ECLI:NL:CRVB:2014:1525
Centrale Raad van Beroep
- Eerste aanleg - meervoudig
- A. Beuker-Tilstra
- R. Kooper
- G.L.M.J. Stevens
- Rechtspraak.nl
Afwijzing aanvraag vergoeding reis- en verblijfskosten op grond van de Wet uitkeringen burger-oorlogsslachtoffers 1940-1945
In deze zaak heeft de Centrale Raad van Beroep op 1 mei 2014 uitspraak gedaan over de afwijzing van een aanvraag voor vergoeding van reis- en verblijfskosten door een appellant, die als burger-oorlogsslachtoffer is erkend. De appellant, geboren in 1935 in het voormalig Nederlands-Indië, had in januari 2011 een verzoek ingediend om vergoeding van kosten voor een reis naar Indonesië, waar hij het graf van zijn vader wilde bezoeken en andere plaatsen wilde zien die voor hem emotioneel beladen zijn. Dit verzoek werd afgewezen omdat de appellant ten tijde van de aanvraag niet onder behandeling was voor zijn psychische klachten, wat niet voldeed aan de voorwaarden voor vergoeding van therapeutische reizen volgens de Wet uitkeringen burger-oorlogsslachtoffers (Wubo).

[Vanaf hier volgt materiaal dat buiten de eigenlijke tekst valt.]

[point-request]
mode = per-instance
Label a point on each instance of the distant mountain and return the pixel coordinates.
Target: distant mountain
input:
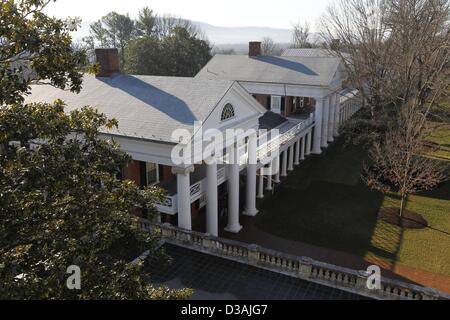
(242, 35)
(223, 35)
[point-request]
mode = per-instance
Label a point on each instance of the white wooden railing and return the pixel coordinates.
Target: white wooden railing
(169, 205)
(298, 267)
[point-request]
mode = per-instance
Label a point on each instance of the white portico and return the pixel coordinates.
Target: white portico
(303, 104)
(290, 86)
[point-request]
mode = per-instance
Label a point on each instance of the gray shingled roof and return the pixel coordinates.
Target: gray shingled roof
(271, 120)
(146, 107)
(306, 52)
(316, 71)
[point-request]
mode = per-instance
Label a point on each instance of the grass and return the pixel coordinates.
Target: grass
(325, 203)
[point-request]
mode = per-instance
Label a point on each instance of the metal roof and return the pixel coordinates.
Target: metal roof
(312, 71)
(146, 107)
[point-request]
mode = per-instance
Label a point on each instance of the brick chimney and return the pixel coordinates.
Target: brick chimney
(335, 44)
(254, 48)
(108, 59)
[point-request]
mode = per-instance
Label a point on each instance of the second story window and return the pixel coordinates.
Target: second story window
(227, 112)
(152, 173)
(276, 104)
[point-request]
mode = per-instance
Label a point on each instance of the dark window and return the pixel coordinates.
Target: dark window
(227, 112)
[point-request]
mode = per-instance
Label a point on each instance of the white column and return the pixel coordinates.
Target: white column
(291, 158)
(297, 153)
(284, 164)
(318, 127)
(331, 119)
(184, 196)
(326, 117)
(250, 208)
(308, 143)
(336, 114)
(302, 151)
(233, 192)
(212, 225)
(261, 184)
(276, 167)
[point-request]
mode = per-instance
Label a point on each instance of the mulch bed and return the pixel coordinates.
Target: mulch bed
(409, 219)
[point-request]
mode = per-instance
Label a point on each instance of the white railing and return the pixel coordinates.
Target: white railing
(274, 144)
(294, 266)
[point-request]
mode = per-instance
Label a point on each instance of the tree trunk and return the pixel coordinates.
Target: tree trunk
(402, 204)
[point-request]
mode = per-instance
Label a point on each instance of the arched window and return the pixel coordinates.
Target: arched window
(227, 112)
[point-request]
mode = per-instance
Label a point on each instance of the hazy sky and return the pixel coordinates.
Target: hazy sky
(227, 13)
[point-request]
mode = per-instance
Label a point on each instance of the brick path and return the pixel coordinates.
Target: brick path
(251, 234)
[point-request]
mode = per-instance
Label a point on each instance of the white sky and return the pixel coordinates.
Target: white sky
(226, 13)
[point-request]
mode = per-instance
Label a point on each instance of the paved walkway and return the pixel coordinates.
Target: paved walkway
(214, 278)
(251, 234)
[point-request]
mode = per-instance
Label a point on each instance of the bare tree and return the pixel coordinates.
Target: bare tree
(146, 22)
(269, 47)
(166, 24)
(399, 162)
(396, 54)
(300, 36)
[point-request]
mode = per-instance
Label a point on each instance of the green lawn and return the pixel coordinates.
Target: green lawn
(325, 203)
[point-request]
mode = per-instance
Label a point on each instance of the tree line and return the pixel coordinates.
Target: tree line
(397, 54)
(152, 44)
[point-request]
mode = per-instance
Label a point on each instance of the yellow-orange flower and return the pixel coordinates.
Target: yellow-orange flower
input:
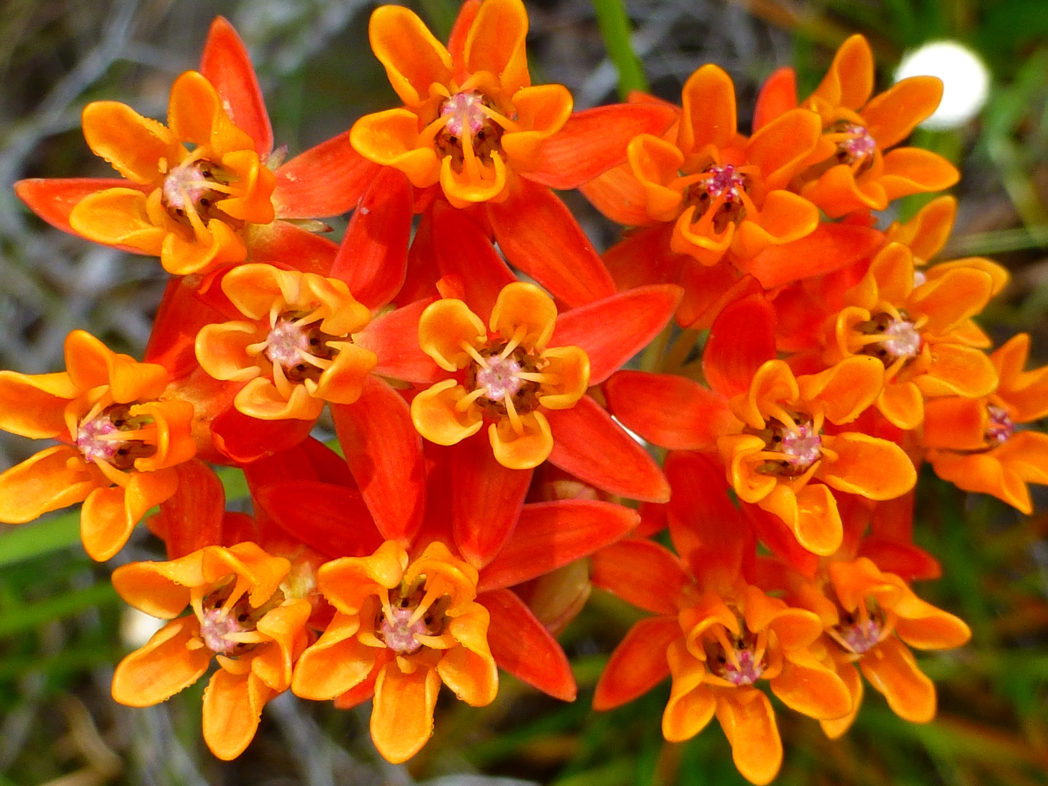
(243, 615)
(193, 186)
(978, 444)
(782, 459)
(853, 169)
(121, 441)
(505, 373)
(872, 617)
(470, 116)
(918, 324)
(402, 626)
(726, 648)
(295, 350)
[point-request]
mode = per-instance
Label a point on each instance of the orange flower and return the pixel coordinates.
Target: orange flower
(243, 615)
(296, 351)
(853, 169)
(121, 441)
(782, 459)
(976, 442)
(509, 376)
(475, 130)
(723, 193)
(726, 648)
(402, 626)
(917, 323)
(871, 617)
(197, 192)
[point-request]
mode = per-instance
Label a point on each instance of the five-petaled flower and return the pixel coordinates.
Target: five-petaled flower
(243, 615)
(119, 438)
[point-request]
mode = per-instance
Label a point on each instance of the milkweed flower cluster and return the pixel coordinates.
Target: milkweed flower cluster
(809, 364)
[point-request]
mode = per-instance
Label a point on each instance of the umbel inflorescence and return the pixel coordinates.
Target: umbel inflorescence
(809, 364)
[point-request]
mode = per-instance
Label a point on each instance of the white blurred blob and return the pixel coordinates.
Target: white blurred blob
(965, 81)
(137, 627)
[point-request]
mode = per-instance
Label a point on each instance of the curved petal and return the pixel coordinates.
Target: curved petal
(892, 670)
(164, 667)
(413, 58)
(749, 724)
(401, 717)
(232, 711)
(49, 480)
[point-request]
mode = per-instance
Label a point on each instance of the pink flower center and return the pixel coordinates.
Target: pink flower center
(745, 670)
(464, 110)
(286, 344)
(219, 629)
(724, 182)
(901, 339)
(801, 448)
(861, 636)
(398, 631)
(95, 440)
(500, 378)
(1000, 426)
(858, 145)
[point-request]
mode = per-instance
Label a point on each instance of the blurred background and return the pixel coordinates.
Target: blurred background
(62, 627)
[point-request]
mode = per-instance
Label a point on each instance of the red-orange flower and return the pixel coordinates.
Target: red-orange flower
(918, 324)
(199, 191)
(872, 617)
(296, 349)
(121, 441)
(474, 128)
(402, 626)
(243, 615)
(978, 443)
(854, 170)
(783, 460)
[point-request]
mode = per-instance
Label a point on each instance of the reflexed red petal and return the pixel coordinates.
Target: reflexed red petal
(829, 247)
(593, 448)
(394, 340)
(669, 410)
(373, 255)
(539, 235)
(292, 246)
(328, 179)
(225, 64)
(193, 518)
(594, 139)
(486, 500)
(710, 532)
(464, 254)
(612, 330)
(778, 95)
(549, 535)
(637, 664)
(641, 572)
(385, 455)
(742, 337)
(329, 519)
(524, 648)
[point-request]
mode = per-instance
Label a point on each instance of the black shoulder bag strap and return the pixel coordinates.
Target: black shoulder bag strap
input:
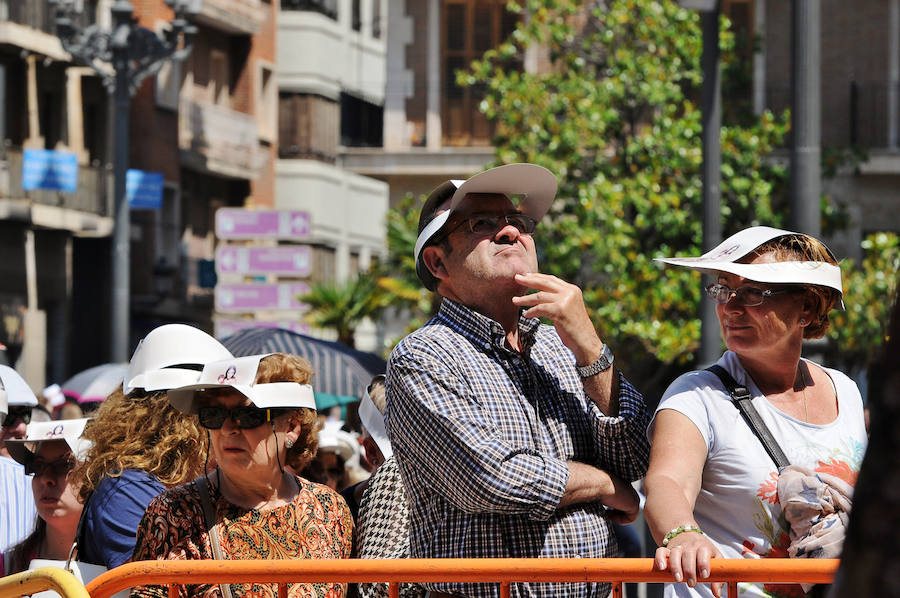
(79, 532)
(740, 397)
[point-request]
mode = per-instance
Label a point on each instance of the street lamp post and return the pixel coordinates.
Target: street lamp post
(711, 170)
(123, 57)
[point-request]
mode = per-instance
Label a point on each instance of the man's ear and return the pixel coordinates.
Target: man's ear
(433, 258)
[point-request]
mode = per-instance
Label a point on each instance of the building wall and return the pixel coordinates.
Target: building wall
(854, 48)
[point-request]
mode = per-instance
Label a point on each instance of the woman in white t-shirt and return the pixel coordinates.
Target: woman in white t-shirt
(711, 486)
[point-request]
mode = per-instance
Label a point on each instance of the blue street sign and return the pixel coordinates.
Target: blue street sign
(49, 169)
(143, 189)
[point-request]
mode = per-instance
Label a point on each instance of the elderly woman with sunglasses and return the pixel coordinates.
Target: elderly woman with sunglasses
(712, 488)
(48, 452)
(260, 414)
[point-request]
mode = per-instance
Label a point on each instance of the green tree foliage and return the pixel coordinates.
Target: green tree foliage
(870, 289)
(615, 117)
(342, 307)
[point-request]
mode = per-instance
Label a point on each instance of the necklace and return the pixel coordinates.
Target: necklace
(805, 404)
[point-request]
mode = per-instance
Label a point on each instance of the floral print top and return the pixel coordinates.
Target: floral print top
(316, 525)
(737, 506)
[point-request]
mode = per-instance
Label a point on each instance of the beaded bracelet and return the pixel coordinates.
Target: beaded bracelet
(679, 530)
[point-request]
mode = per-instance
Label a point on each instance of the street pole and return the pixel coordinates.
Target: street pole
(806, 118)
(710, 342)
(121, 246)
(134, 53)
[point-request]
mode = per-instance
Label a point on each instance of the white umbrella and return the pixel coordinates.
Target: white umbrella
(96, 383)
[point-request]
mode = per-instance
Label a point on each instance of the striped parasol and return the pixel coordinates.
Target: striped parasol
(341, 374)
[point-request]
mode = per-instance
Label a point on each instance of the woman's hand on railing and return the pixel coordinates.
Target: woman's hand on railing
(687, 557)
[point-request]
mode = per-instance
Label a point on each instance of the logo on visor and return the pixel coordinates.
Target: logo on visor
(229, 374)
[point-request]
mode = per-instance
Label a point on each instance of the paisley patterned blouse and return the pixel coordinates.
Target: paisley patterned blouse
(316, 525)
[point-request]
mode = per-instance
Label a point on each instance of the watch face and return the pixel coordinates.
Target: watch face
(603, 363)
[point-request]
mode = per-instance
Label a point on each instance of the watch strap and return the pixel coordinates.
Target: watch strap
(601, 364)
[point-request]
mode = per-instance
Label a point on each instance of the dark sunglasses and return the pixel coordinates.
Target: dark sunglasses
(57, 468)
(488, 224)
(15, 413)
(245, 416)
(746, 296)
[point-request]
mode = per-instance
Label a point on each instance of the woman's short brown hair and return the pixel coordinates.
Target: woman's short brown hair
(281, 367)
(803, 248)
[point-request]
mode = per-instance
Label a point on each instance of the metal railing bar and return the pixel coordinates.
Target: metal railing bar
(449, 570)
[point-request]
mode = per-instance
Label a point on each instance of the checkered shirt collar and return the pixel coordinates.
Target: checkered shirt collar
(478, 328)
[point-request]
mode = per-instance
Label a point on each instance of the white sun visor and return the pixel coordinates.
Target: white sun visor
(723, 257)
(534, 183)
(69, 430)
(373, 422)
(239, 373)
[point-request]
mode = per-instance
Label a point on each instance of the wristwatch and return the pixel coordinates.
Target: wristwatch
(603, 363)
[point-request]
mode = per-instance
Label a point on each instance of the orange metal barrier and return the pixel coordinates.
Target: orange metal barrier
(503, 571)
(45, 578)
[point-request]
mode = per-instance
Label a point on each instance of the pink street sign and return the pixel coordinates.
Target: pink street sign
(295, 260)
(239, 223)
(225, 327)
(255, 296)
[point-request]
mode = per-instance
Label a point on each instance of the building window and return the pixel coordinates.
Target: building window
(267, 103)
(308, 127)
(325, 7)
(218, 85)
(361, 122)
(356, 13)
(323, 263)
(470, 28)
(376, 19)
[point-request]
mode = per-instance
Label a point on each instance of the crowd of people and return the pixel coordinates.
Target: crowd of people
(501, 428)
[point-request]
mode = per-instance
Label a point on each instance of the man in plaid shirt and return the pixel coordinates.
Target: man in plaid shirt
(514, 438)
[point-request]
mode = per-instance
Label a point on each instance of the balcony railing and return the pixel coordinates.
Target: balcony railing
(325, 7)
(40, 15)
(217, 139)
(238, 17)
(91, 195)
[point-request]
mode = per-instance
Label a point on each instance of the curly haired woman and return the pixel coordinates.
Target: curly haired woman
(141, 444)
(261, 418)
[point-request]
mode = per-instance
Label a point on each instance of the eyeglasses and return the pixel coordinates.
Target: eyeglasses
(15, 413)
(746, 296)
(488, 224)
(245, 417)
(57, 468)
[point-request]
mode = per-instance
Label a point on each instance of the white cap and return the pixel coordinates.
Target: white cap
(724, 256)
(69, 430)
(239, 373)
(373, 422)
(54, 395)
(171, 356)
(17, 390)
(335, 440)
(535, 183)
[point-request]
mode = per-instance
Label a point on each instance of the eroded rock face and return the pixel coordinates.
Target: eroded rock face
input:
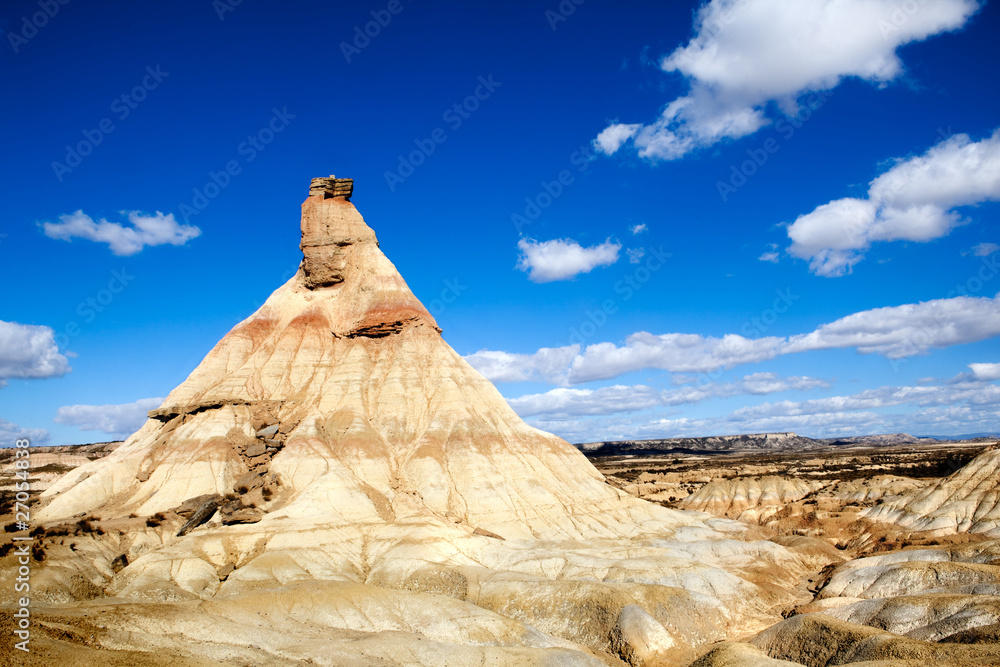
(967, 501)
(395, 466)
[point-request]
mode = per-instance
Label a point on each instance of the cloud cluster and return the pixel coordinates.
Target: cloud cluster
(894, 332)
(29, 351)
(119, 421)
(915, 200)
(985, 372)
(11, 433)
(143, 230)
(562, 259)
(749, 54)
(563, 402)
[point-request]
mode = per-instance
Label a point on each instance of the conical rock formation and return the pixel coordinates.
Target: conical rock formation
(334, 436)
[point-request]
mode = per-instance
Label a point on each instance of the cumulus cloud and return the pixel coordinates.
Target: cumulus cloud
(116, 420)
(985, 249)
(29, 351)
(747, 54)
(894, 332)
(904, 331)
(562, 259)
(10, 433)
(613, 136)
(142, 230)
(683, 353)
(550, 364)
(986, 372)
(565, 402)
(915, 200)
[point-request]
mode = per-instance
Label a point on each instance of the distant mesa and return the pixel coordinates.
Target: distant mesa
(334, 471)
(743, 442)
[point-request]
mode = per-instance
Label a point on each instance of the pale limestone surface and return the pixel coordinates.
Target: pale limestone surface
(967, 501)
(401, 468)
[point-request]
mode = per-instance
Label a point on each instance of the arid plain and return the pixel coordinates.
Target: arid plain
(335, 485)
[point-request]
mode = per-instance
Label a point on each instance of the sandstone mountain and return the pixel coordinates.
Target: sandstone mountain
(335, 483)
(967, 501)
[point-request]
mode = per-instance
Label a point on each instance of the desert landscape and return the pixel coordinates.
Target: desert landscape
(334, 485)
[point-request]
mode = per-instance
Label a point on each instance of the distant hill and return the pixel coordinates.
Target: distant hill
(751, 441)
(745, 442)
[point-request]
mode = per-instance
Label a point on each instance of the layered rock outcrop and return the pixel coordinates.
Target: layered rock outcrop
(353, 446)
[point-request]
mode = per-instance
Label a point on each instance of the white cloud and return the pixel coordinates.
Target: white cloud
(985, 249)
(10, 433)
(562, 259)
(143, 230)
(987, 372)
(912, 201)
(613, 136)
(904, 331)
(684, 353)
(548, 364)
(769, 257)
(115, 420)
(563, 402)
(29, 351)
(748, 53)
(894, 332)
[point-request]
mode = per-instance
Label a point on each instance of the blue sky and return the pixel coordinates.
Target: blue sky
(772, 216)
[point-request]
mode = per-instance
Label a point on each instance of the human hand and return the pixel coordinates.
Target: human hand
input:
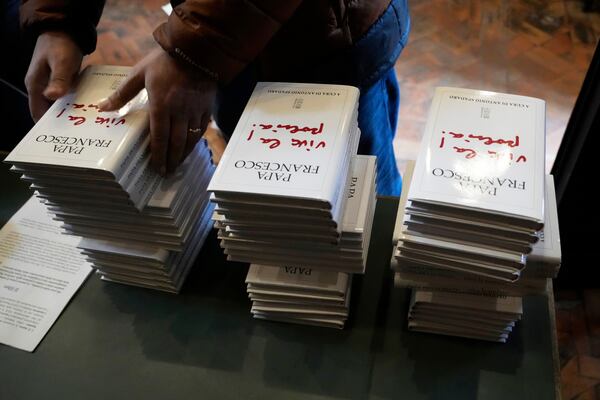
(180, 104)
(52, 71)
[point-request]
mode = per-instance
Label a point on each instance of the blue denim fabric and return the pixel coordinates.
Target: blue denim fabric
(368, 65)
(377, 119)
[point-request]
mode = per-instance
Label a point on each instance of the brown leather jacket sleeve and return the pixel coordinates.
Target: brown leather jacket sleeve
(78, 18)
(222, 37)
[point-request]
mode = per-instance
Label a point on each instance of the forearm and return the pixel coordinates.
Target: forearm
(221, 38)
(77, 18)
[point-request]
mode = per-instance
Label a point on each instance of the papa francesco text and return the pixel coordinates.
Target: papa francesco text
(273, 171)
(71, 145)
(482, 185)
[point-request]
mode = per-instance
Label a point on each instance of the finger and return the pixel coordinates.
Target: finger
(126, 91)
(62, 76)
(159, 138)
(196, 128)
(177, 142)
(35, 82)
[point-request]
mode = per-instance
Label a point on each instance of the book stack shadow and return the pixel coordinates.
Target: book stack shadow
(300, 212)
(92, 171)
(472, 245)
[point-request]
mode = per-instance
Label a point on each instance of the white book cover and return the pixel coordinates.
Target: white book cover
(73, 133)
(291, 140)
(485, 151)
(547, 250)
(406, 182)
(306, 278)
(294, 294)
(510, 305)
(360, 188)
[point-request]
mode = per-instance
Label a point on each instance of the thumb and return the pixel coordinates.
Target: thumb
(126, 91)
(62, 76)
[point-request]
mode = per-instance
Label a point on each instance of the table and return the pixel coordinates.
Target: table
(115, 342)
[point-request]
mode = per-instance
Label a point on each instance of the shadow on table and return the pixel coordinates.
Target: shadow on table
(207, 325)
(427, 366)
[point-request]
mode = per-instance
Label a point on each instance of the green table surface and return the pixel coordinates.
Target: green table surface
(116, 342)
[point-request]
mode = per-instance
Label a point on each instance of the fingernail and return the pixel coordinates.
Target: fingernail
(103, 104)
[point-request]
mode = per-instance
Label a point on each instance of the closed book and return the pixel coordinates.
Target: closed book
(292, 140)
(483, 153)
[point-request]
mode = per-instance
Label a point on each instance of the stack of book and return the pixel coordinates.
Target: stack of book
(91, 169)
(473, 209)
(541, 264)
(464, 315)
(299, 295)
(247, 243)
(290, 191)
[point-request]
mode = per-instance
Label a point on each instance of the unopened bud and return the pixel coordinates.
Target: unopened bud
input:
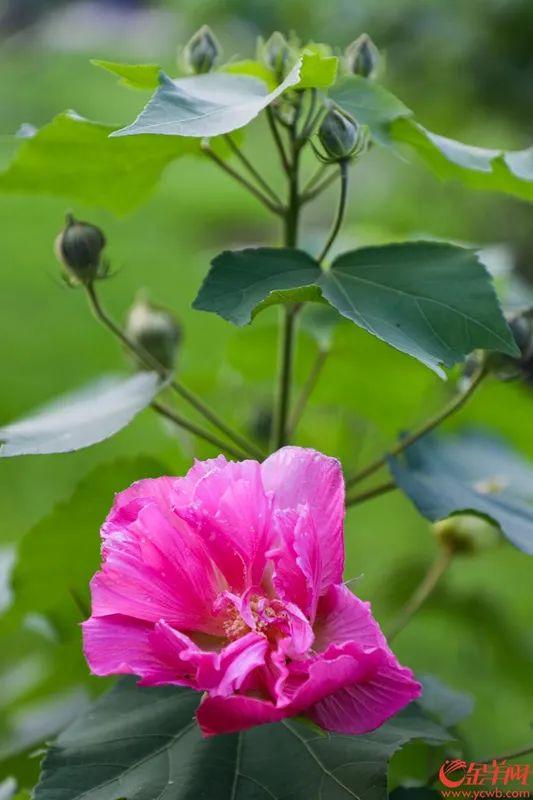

Na een eerdere afwijzing in 2012, diende de appellant in april 2012 opnieuw een verzoek in, nu onder behandeling van een psycholoog-psychotherapeut. Dit verzoek werd opnieuw afgewezen, omdat de Raad van bestuur van de Sociale verzekeringsbank van mening was dat er geen strikte medische noodzaak was voor de reis. De Raad stelde dat een vergoeding alleen mogelijk is als de reis een onmisbaar sluitstuk vormt van een therapeutisch behandelproces. De behandelend psycholoog kon niet aantonen dat de reis aan deze voorwaarde voldeed.
De Centrale Raad van Beroep oordeelde dat het bestreden besluit deugdelijk was voorbereid en voldoende gemotiveerd. De Raad benadrukte dat de reis in dienst moet staan van de therapie en niet andersom. De appellant's persoonlijke redenen om de reis te maken, zoals het inlossen van een gelofte, waren niet voldoende om de noodzakelijke therapeutische noodzaak aan te tonen. Uiteindelijk werd het beroep ongegrond verklaard, en er werd geen proceskostenveroordeling opgelegd.